From the point of view of my native Finland, a strong and resilient monetary union is very much needed. Finland is a relatively small and relatively open economy, and thus very much dependent on the health of the European economy. This goes for the other Member States as well. Every EU member state is a small state in the global context - the only difference is that some have already realised it, while others not.

So how to make the monetary union stronger and more resilient? In my view, we need both risk reduction and risk sharing - a synthesis of these.

Completing the Banking Union would be an important step in securing trust in the liquidity and solvency of euro area banks. It would reduce the probability of crises that threaten the stability of the banking system both in individual Member States and in the euro area as a whole.

In push to break the bank-sovereign doom loop, the Banking Union has been a major improvement - even if it is still incomplete. It has reduced the threat of the banking system causing severe problems for sovereigns.

But when considering the other side of the doom loop, less progress has been made. Problems in the financing of individual sovereigns could still have serious consequences for banks. In some cases, the concentration of sovereign debt in the books of domestic banks is high.

Reducing this concentration would as such weaken the doom loop. At the same time it could help breaking the deadlock on building the European Deposit Insurance Scheme.

Furthermore, the creation of a European safe asset could help in weakening the bank-sovereign doom loop. Banks could hold the safe asset instead of domestic government debt. Any flight to safety in a crisis would take place between the safe asset and a more junior tranche - rather than between the bonds issued by different Member States.

A well-designed European safe asset could also help in fostering the Capital Markets Union. If a common safe asset existed, it would be possible to price newly issued securities against it. Deep capital markets require an abundance of risk-free assets as their backbone. And all this would be essential for a stronger global role of the euro in future.

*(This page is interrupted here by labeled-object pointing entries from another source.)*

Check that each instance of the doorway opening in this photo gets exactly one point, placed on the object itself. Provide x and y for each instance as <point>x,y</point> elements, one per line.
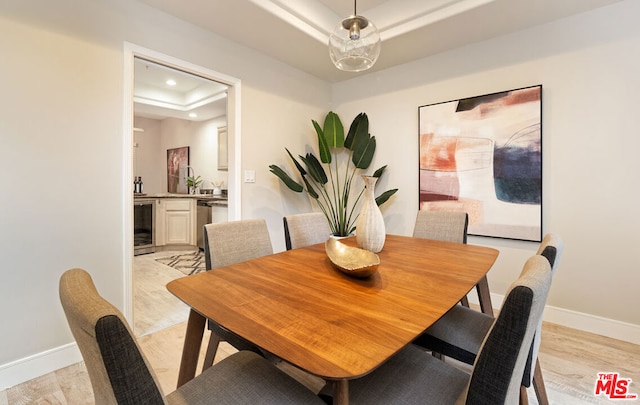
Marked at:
<point>214,99</point>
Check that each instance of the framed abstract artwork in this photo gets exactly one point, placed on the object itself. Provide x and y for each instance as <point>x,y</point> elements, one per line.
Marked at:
<point>483,155</point>
<point>177,163</point>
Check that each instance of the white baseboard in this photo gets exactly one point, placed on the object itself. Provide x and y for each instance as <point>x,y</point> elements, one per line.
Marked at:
<point>28,368</point>
<point>34,366</point>
<point>611,328</point>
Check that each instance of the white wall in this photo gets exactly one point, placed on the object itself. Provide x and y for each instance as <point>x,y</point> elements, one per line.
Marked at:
<point>61,120</point>
<point>148,162</point>
<point>588,66</point>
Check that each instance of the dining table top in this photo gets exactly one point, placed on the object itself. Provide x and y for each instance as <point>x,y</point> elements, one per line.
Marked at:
<point>296,305</point>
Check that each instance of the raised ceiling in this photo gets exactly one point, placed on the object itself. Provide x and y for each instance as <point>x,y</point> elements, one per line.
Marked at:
<point>190,98</point>
<point>296,31</point>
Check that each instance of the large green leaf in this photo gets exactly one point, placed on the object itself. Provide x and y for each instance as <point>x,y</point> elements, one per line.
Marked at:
<point>363,153</point>
<point>382,198</point>
<point>333,130</point>
<point>323,147</point>
<point>315,169</point>
<point>379,172</point>
<point>288,181</point>
<point>358,131</point>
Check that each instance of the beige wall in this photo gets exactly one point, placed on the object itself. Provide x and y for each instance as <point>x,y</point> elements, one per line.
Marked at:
<point>61,108</point>
<point>61,131</point>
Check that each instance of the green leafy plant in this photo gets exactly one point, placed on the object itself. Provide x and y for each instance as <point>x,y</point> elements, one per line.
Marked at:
<point>332,191</point>
<point>193,182</point>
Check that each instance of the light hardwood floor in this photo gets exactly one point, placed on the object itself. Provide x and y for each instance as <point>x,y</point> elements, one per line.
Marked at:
<point>570,359</point>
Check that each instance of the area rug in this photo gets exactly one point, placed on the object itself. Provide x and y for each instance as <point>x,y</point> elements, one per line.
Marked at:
<point>187,263</point>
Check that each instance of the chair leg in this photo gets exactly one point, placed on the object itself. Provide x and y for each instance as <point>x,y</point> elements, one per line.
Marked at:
<point>212,349</point>
<point>538,385</point>
<point>484,296</point>
<point>524,398</point>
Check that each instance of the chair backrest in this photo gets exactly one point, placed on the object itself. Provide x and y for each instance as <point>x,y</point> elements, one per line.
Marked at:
<point>449,226</point>
<point>118,370</point>
<point>551,248</point>
<point>500,363</point>
<point>305,229</point>
<point>232,242</point>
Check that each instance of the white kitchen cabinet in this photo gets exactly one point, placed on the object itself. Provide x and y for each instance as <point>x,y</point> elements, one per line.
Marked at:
<point>176,221</point>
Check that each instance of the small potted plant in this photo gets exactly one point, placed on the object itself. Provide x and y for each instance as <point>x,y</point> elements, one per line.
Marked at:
<point>332,192</point>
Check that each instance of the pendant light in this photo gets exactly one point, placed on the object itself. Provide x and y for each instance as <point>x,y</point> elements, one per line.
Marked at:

One measure that could be introduced relatively quickly is to boost the growth of the European market for green bonds. It is already the largest green bond market in the world, and the demand for such bonds is significant. Governments and the EU could facilitate the growth of this market. There is currently work ongoing to develop an EU taxonomy to define what is 'green'. It has been suggested that an EU standard for green bonds could build on this taxonomy.

Yet another measure I would bring forward to promote the Capital Markets Union concerns activating retail investors, that is, SMEs and households. Currently, their participation in capital markets is lower than in the United States. It is restrained by a wide range of barriers. Offering different investment products to retail investors could be made easier. Retail investment regulation could be harmonised and simplified. Overlaps and inconsistencies across Member States could be removed.

Finally, regarding the Capital Markets Union, would it be useful to change the narrative attached to it? Perhaps the project would benefit from a new concept. "Growth and Investment Union", for instance, might provide a more positive perspective for the project.

Ladies & Gentlemen,

To sum up, we have major challenges to make the Economic and Monetary Union both more resilient and better able to deliver sustained growth and full employment. That is indeed our common challenge, so let's focus today on these challenges that really matter to our citizens - which is the only valid yardstick when considering our policy choices.

Looking forward to the discussion and many thanks for your attention!